A sideways look at economics

As a boardgame enthusiast, a global pandemic is the worst case scenario. Sitting inside for hours around a board with friends all touching the same cards, tokens and dice is surely one of the easiest ways to transmit a virus — something that the UK government belatedly highlighted back in November last year. I discounted their suggestion of running a quiz instead as sooooooo April 2020, which left me and other board game fans with a handful of options. I made some use of online alternatives, many of which have been great, but the only way to get the full experience was to play with the other people in my lockdown household. That meant my parents and brother, but left me with a problem: their reluctance to learn any new games. And the only game that they already knew how to play was Monopoly. As the only trained economist in the family there was a pressure to do well, something Andrea explored in last week’s TFiF. But there remains another issue: in my opinion Monopoly is a bad boardgame.

There are two fundamental flaws to Monopoly: 1) it lacks good boardgame mechanics that reward diverging strategies; and 2) it is a terrible model of an economy. But I have some ideas which I hope can kill both birds with one stone.

The problem with Monopoly strategy is that there is only one optimal approach, and if all players are playing optimally the winner will be chosen by the outcome of dice rolls alone. To summarise that strategy: buy up property as early as possible, aiming to collect high powered sets and develop them as soon as you can. Train stations are good early game income generators, but avoid the utilities. As for which sets to aim for, all sets orange and above are good as the chart below shows. In the early game with properties still unpurchased, pay your way out jail as quickly as possible to keep circulating round the board, but change that approach once all properties have been picked up to reduce the chances of being forced to pay rent to your opponents.

Make monopoly great again - this chart shows how to turn the screw on your opponents

My first idea to improve the game is to introduce variation in asset values over time by adding a deck of ‘economic climate’ cards which lists out in absolute terms how the value of each property set, and its associated rental incomes, will change while the card is active. After each player has had 5 turns to roll the dice, draw a card and place it on the centre of the board. These cards could have names and depict different economic scenarios. Perhaps there could be a boom in value for one particular property set, or an extreme weather event which pushes up the rent paid to the utility companies, or maybe a pandemic-driven recession which slashes the value of all commercial property. Then after another 5 turns each, draw a new card to a replace the previous scenario.

I feel this suggestion falls well within the line of adding an interesting new twist to the game while adding minimal complexity. The use of status-effect mechanics is a staple in boardgames, particularly in card games, and adds another layer to players’ strategic thought processes. Now you could have a viable strategy to buy up property when it is artificially low and sell when high, but could get caught out if a recession comes around.

Another idea would be to have one person play as the bank, and allow them to introduce interest rates into the game. In the normal game, the bank is merely a facilitator and has no objectives of its own to achieve. That docile nature has also made it a target for thefts in previous games I’ve played, mainly from my brother. It is not new to have a central role in boardgames: for example, the ghost in Mysterium or the forensic scientist in Deception: Murder in Hong Kong. And the banker could have the objective of profit maximisation by facilitating the other players with loan and deposit products. Perhaps the game could do away with the existing mortgage mechanics, and instead allow the banker to set interest rates on secured and unsecured loans to the other players with deals made bilaterally. Imagine if, in a game with minimum six players, two players could play as competing bankers.

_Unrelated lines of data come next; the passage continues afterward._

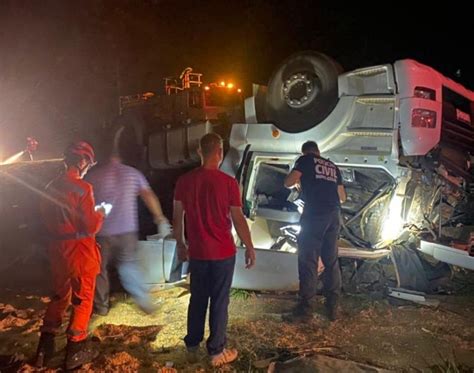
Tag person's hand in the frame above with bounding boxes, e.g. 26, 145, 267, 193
176, 241, 189, 262
155, 216, 171, 238
95, 206, 107, 218
245, 247, 256, 269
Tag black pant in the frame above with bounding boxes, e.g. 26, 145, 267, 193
184, 256, 235, 355
298, 210, 341, 305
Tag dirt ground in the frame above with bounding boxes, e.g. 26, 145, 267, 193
0, 280, 474, 372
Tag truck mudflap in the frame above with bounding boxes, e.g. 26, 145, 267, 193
418, 240, 474, 270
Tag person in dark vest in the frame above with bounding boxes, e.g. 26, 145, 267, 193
284, 141, 346, 321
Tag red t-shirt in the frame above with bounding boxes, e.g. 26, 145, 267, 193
174, 167, 242, 260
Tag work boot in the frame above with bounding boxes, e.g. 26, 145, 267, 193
186, 345, 199, 364
65, 341, 99, 370
324, 297, 340, 321
34, 333, 55, 368
282, 302, 313, 322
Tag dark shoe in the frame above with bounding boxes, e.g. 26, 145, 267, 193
282, 303, 313, 322
186, 345, 199, 364
324, 299, 340, 321
65, 341, 99, 370
34, 333, 55, 368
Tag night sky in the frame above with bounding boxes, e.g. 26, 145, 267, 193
0, 0, 474, 159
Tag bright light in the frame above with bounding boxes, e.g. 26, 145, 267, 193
0, 150, 25, 164
382, 194, 404, 241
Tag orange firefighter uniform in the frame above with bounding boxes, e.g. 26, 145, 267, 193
40, 169, 103, 342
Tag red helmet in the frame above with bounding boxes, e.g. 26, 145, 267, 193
64, 141, 96, 165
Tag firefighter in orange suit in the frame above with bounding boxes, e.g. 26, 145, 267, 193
36, 141, 105, 369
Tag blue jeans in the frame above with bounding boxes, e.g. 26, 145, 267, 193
298, 210, 341, 306
94, 233, 151, 312
184, 256, 235, 355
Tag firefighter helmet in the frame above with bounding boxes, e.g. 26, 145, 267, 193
64, 141, 96, 165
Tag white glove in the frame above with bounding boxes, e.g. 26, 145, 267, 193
95, 202, 113, 216
155, 218, 172, 237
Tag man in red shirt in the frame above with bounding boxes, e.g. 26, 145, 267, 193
36, 141, 105, 370
173, 133, 255, 367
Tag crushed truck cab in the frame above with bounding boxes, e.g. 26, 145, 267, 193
141, 52, 474, 290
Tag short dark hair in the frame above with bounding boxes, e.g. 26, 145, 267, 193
301, 141, 319, 153
199, 133, 222, 157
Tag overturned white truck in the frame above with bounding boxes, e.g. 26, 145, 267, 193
142, 52, 474, 290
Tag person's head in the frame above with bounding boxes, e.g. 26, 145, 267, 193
301, 141, 320, 155
199, 133, 224, 165
64, 141, 96, 177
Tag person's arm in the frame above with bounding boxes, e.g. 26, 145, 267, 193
230, 206, 255, 268
337, 184, 347, 203
173, 200, 189, 262
79, 184, 105, 235
283, 170, 302, 190
140, 188, 168, 224
336, 167, 347, 203
283, 156, 309, 190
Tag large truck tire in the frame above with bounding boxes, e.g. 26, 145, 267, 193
265, 51, 342, 133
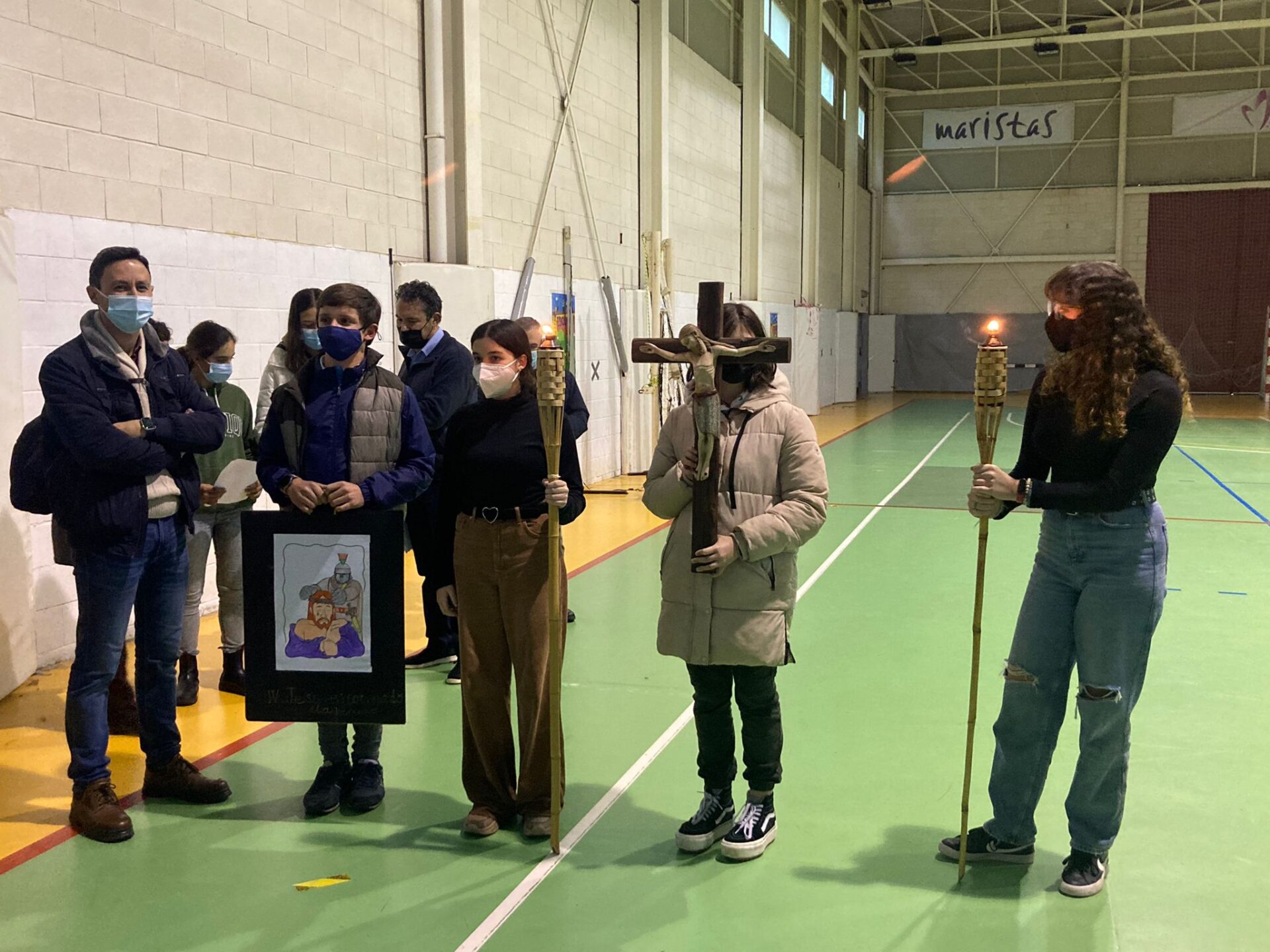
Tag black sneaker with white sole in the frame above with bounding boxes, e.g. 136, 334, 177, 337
720, 795, 776, 859
940, 826, 1037, 863
304, 760, 351, 816
675, 787, 736, 853
1058, 849, 1107, 898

This suggestion treads closer to the limit of the trade-off between complexity and interesting game mechanics. Players would need to keep up an implied credit rating with the banker, who could use real profit maximisation strategies such as price discrimination. Now a player landing on a property with insufficient funds to purchase it could take out short-term credit, perhaps agreeing to repay within ten turns. Keeping track of compound interest and an array of products would be challenging, but not insurmountable. In 2007, Hasbro released Monopoly: Electronic Banking edition which didn’t have paper cash but instead gave each player a programmable credit card to keep track of their funds. Add a little bit of additional computing power to the card reader and it should be possible to keep track of deposits, loans, and interest. Or failing that, several boardgames have companion phone apps, such as XCOM: The Board Game, where the app acts as game master. A well designed app could help the banker keep track of their balance sheet and flow of funds.

And for my final and most complex suggestion: add in insurance products. In the base game, the only source of regular income is passing Go, something which can be cruelly taken away by landing on income tax in the same turn. Given the choice, a player could prefer guaranteed income from their property portfolio rather than depending on your opposition’s rolls. With limited options to diversify assets, the players could offer each other a credit default swap-like instrument, which collects a premium and pays out if the purchaser doesn’t receive a certain level of income from assets in a given number of tums. Whilst the added complexity may put some players off, it would be an interesting device to test the risk appetite of different players.

Having not play-tested any of these suggestions, who knows if they will work well in context? It would be interesting to test how these ideas would interact with each other, but imagine how useful a tool such a game would be for economics education. And if Hasbro is reading, feel free to reach out and we can talk about use of my new intellectual property.